この移行期間中も、現行の技能実習制度は継続して運用されるため、既に技能実習生を受け入れている企業様においても、急激な変更による混乱は回避されます。

育成就労制度の主要な変更点

制度目的の明確化

従来の技能実習制度は「技能移転による国際協力」を建前としていましたが、実態としては人材確保の側面が強く、この目的と実態の乖離が様々な問題の原因となっていました。育成就労制度では「人材育成と人材確保」を明確な目的として位置づけることで、より実態に即した制度運営が可能になります。

転籍制度の導入

最も大きな変更点の一つが、**一定条件下での転籍(本人意思による職場変更)**が認められることです。現行制度では原則として職場変更ができませんでしたが、新制度では労働者の権利保護の観点から、条件を満たせば転籍が可能になります。

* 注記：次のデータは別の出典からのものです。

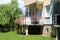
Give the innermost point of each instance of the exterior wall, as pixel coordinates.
(47, 30)
(46, 2)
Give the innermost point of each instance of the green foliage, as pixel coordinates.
(13, 36)
(9, 12)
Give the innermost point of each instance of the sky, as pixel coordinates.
(21, 4)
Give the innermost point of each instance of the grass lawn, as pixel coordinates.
(14, 36)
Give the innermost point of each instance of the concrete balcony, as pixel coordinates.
(28, 2)
(27, 21)
(44, 2)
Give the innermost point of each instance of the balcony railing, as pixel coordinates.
(27, 2)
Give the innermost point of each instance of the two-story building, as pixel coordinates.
(40, 16)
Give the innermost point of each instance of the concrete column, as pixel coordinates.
(26, 30)
(56, 34)
(28, 11)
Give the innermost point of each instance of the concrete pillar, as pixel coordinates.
(56, 34)
(26, 30)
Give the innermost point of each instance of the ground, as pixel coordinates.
(14, 36)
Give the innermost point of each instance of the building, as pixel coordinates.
(38, 17)
(41, 16)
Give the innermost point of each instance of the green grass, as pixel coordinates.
(14, 36)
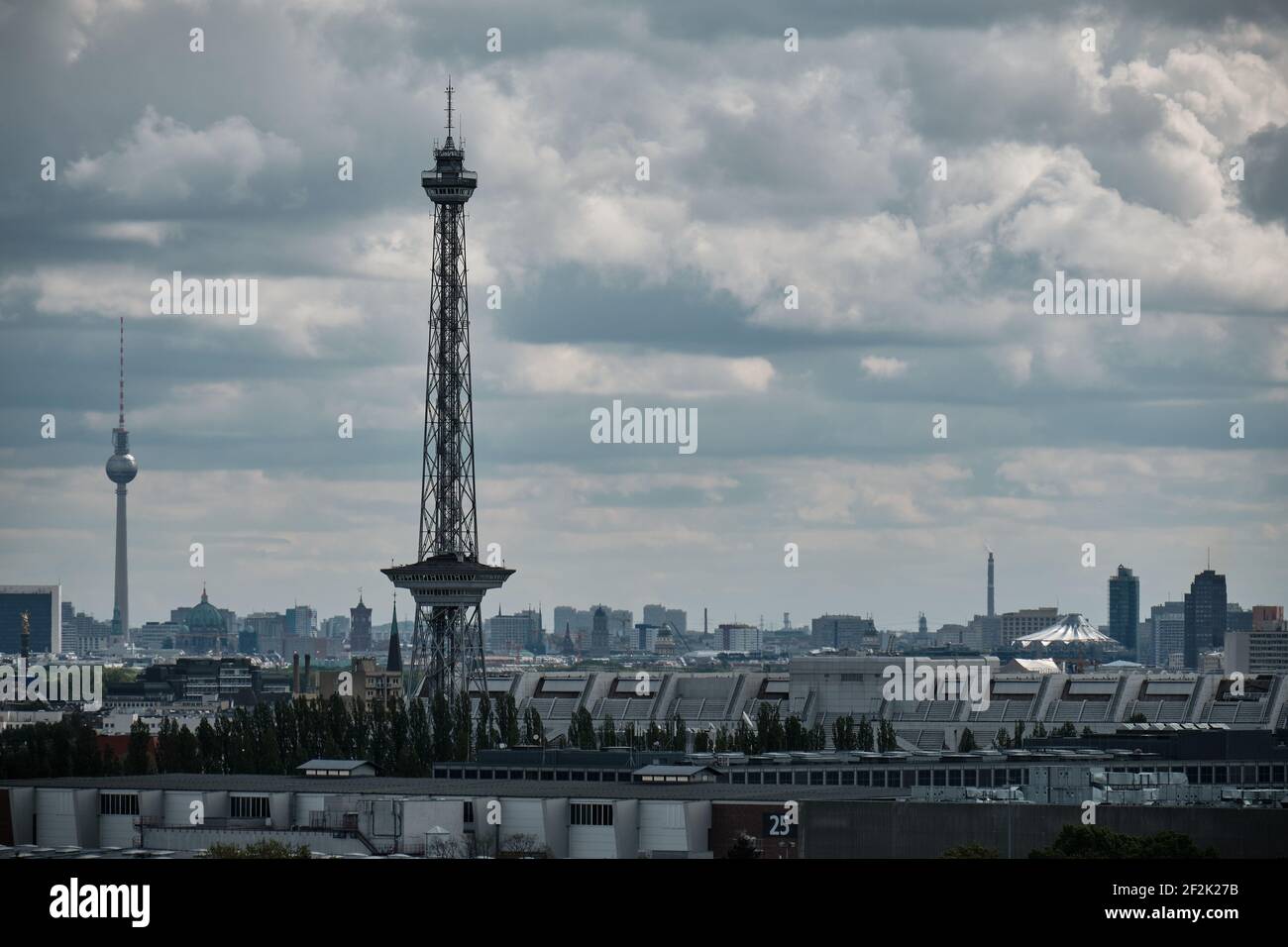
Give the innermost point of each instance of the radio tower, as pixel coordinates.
(121, 468)
(447, 579)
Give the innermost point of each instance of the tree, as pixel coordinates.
(863, 736)
(1098, 841)
(971, 851)
(520, 845)
(462, 727)
(209, 750)
(441, 718)
(888, 740)
(844, 736)
(268, 848)
(743, 847)
(581, 731)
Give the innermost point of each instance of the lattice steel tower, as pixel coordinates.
(447, 579)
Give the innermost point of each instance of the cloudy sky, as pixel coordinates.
(768, 167)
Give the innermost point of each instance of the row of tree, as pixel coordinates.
(406, 738)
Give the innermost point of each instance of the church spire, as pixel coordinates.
(394, 661)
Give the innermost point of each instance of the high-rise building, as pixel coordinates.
(335, 626)
(300, 621)
(509, 634)
(1236, 618)
(599, 644)
(266, 631)
(1261, 648)
(1266, 617)
(121, 468)
(738, 638)
(1026, 621)
(1168, 625)
(43, 604)
(1205, 616)
(360, 628)
(1125, 608)
(842, 631)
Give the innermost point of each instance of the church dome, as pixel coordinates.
(206, 617)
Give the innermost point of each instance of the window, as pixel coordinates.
(117, 804)
(590, 814)
(249, 806)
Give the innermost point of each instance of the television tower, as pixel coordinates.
(447, 579)
(121, 468)
(991, 612)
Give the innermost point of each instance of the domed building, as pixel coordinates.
(206, 629)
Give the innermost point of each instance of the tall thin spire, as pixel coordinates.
(393, 663)
(121, 420)
(450, 90)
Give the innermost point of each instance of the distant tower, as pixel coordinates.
(447, 579)
(991, 612)
(121, 468)
(394, 661)
(360, 628)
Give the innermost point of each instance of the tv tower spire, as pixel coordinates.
(447, 579)
(121, 468)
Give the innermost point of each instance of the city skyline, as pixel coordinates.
(815, 421)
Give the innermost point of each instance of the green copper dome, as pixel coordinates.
(205, 616)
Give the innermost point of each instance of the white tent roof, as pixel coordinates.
(1029, 665)
(1069, 629)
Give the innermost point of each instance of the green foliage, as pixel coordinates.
(1098, 841)
(971, 851)
(743, 847)
(258, 849)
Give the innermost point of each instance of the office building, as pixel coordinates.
(1125, 608)
(1205, 616)
(842, 631)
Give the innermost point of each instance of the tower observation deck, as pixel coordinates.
(447, 579)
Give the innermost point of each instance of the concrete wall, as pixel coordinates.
(923, 830)
(729, 819)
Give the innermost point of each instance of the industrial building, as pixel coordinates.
(1225, 791)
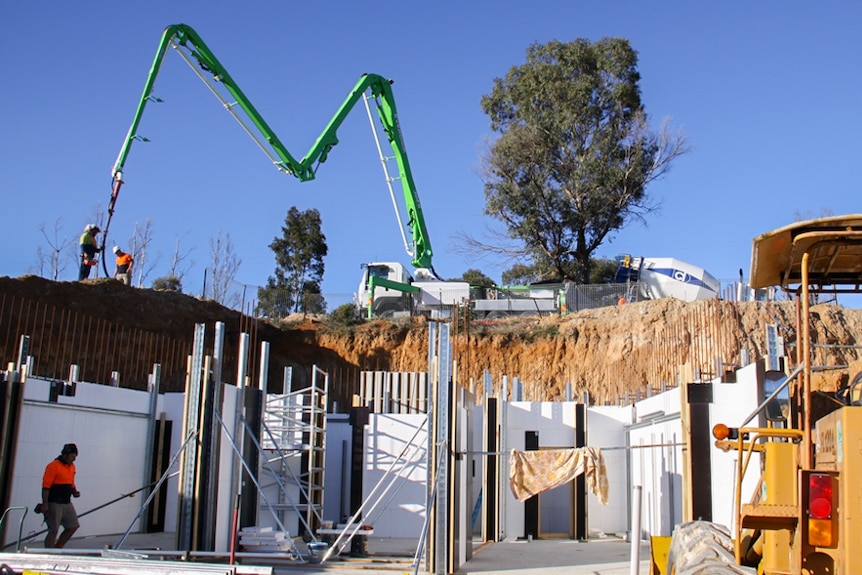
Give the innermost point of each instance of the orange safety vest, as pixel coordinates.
(124, 263)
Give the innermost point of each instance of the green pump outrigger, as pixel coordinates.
(194, 51)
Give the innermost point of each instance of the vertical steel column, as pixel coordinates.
(204, 533)
(150, 447)
(443, 542)
(430, 447)
(191, 421)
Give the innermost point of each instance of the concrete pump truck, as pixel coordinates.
(805, 515)
(372, 89)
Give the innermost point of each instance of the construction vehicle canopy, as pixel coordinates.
(833, 246)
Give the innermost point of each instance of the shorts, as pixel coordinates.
(61, 514)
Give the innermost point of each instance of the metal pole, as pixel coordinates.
(149, 448)
(635, 538)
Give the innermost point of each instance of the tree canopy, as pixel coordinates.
(299, 254)
(574, 152)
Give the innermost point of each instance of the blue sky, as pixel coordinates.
(766, 92)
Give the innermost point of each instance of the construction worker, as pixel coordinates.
(124, 266)
(89, 249)
(58, 488)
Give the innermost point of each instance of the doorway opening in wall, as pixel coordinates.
(555, 513)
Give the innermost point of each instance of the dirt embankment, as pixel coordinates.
(606, 352)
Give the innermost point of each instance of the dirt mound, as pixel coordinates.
(607, 352)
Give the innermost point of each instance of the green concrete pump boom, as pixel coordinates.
(190, 46)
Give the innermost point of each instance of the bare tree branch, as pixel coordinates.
(50, 259)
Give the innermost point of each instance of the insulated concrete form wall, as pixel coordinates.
(393, 490)
(555, 424)
(656, 439)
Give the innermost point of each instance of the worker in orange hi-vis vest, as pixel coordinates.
(89, 249)
(58, 488)
(124, 266)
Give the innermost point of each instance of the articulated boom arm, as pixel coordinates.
(190, 46)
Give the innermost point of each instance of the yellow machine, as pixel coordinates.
(805, 517)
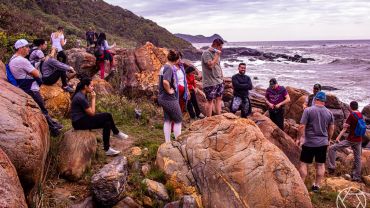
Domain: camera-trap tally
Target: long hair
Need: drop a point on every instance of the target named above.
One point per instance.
(102, 37)
(80, 86)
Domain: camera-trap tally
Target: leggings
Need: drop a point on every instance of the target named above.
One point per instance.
(98, 121)
(52, 79)
(62, 57)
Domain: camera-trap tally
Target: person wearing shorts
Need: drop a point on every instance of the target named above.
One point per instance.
(169, 96)
(213, 83)
(317, 126)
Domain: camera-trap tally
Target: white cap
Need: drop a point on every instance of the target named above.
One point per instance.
(21, 43)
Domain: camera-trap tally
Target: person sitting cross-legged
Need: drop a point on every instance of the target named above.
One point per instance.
(84, 116)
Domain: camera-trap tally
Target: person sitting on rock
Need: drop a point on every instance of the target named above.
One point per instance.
(36, 55)
(354, 141)
(241, 84)
(315, 131)
(276, 97)
(52, 70)
(103, 45)
(29, 80)
(192, 87)
(310, 99)
(168, 96)
(84, 116)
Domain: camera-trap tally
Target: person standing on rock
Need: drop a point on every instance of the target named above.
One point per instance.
(213, 83)
(168, 96)
(192, 106)
(354, 141)
(103, 45)
(58, 41)
(53, 70)
(84, 116)
(315, 131)
(241, 84)
(310, 99)
(29, 80)
(276, 97)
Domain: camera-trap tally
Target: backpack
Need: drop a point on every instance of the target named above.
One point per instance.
(10, 76)
(360, 129)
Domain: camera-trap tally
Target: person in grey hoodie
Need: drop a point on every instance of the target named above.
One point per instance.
(52, 70)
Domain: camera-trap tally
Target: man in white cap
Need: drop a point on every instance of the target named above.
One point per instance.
(29, 79)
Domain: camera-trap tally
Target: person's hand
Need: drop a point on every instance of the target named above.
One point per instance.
(93, 95)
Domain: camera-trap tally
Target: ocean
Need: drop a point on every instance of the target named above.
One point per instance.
(341, 64)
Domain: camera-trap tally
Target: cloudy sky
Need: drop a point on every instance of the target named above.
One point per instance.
(253, 20)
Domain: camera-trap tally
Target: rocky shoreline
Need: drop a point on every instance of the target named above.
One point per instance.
(251, 151)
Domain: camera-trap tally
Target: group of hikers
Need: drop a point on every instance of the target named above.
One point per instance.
(316, 126)
(30, 68)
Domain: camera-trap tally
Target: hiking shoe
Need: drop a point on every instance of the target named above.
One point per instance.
(68, 89)
(315, 188)
(121, 135)
(112, 152)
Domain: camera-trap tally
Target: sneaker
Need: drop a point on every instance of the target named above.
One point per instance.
(68, 89)
(121, 135)
(315, 188)
(112, 152)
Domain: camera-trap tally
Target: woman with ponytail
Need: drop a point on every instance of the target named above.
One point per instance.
(169, 96)
(84, 116)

この変更により、企業側には外国人材の定着に向けた、より積極的な労働環境の改善や待遇向上が求められることになります。

現在の技能実習制度の運用状況

制度移行を理解するためには、現在の運用実態を把握することが重要です。2023年末時点のデータによると、技能実習の受入れ形態は**企業単独型が1.7%、団体監理型が98.3%**となっており、圧倒的多数の企業が監理団体を通じた受入れを行っています。

また、制度運用の調整も継続的に行われており、2025年3月にはクリーニング職種、2026年1月にはタオル製造職種の追加が予定されるなど、対象職種の拡大も進んでいます。

企業が今すぐ取り組むべき対応策

1. 現行制度の適切な運用継続

新制度への移行が決定したとはいえ、現行の技能実習制度は2027年4月まで継続されます。現在のルールを確実に守りつつ、制度変更の動向を注視することが重要です。特に、失踪防止や適切な賃金支払い、労働環境の整備は継続して取り組む必要があります。

2. 人材定着策の強化

転籍が可能になる新制度では、外国人材により魅力的な職場環境を提供できるかが競争力の鍵となります。今から労働条件の改善、日本語教育支援の充実、キャリアパスの明確化などに取り組むことで、優秀な人材の確保・定着につなげることができます。

3. 特定技能制度との連携準備

育成就労制度は特定技能制度との接続がより重視される設計となる見込みです。技能実習から特定技能への移行を見据えた長期的な人材育成計画の策定を進めましょう。

4. 監理団体との情報共有強化

団体監理型で受入れを行っている企業様は、監理団体との連携をより密にし、制度変更に関する最新情報の共有体制を構築することが重要です。

まとめ:変化をチャンスに変える準備を

技能実習制度から育成就労制度への移行は、外国人材の受入れ環境をより適正化し、企業と外国人材の双方にとってメリットのある制度への発展を目指すものです。

制度変更に伴う課題もありますが、適切な準備を行うことで、優秀な外国人材の安定確保という大きなメリットを得ることができます。今後も法務省・厚生労働省からの詳細な運用指針の発表が予定されているため、継続的な情報収集と準備を進めていくことをお勧めします。

外国人材の活用は、人手不足の解消だけでなく、組織の多様性向上や新たな視点の獲得にもつながる重要な経営戦略です。制度変更を機に、より戦略的な外国人材活用を検討してみてはいかがでしょうか。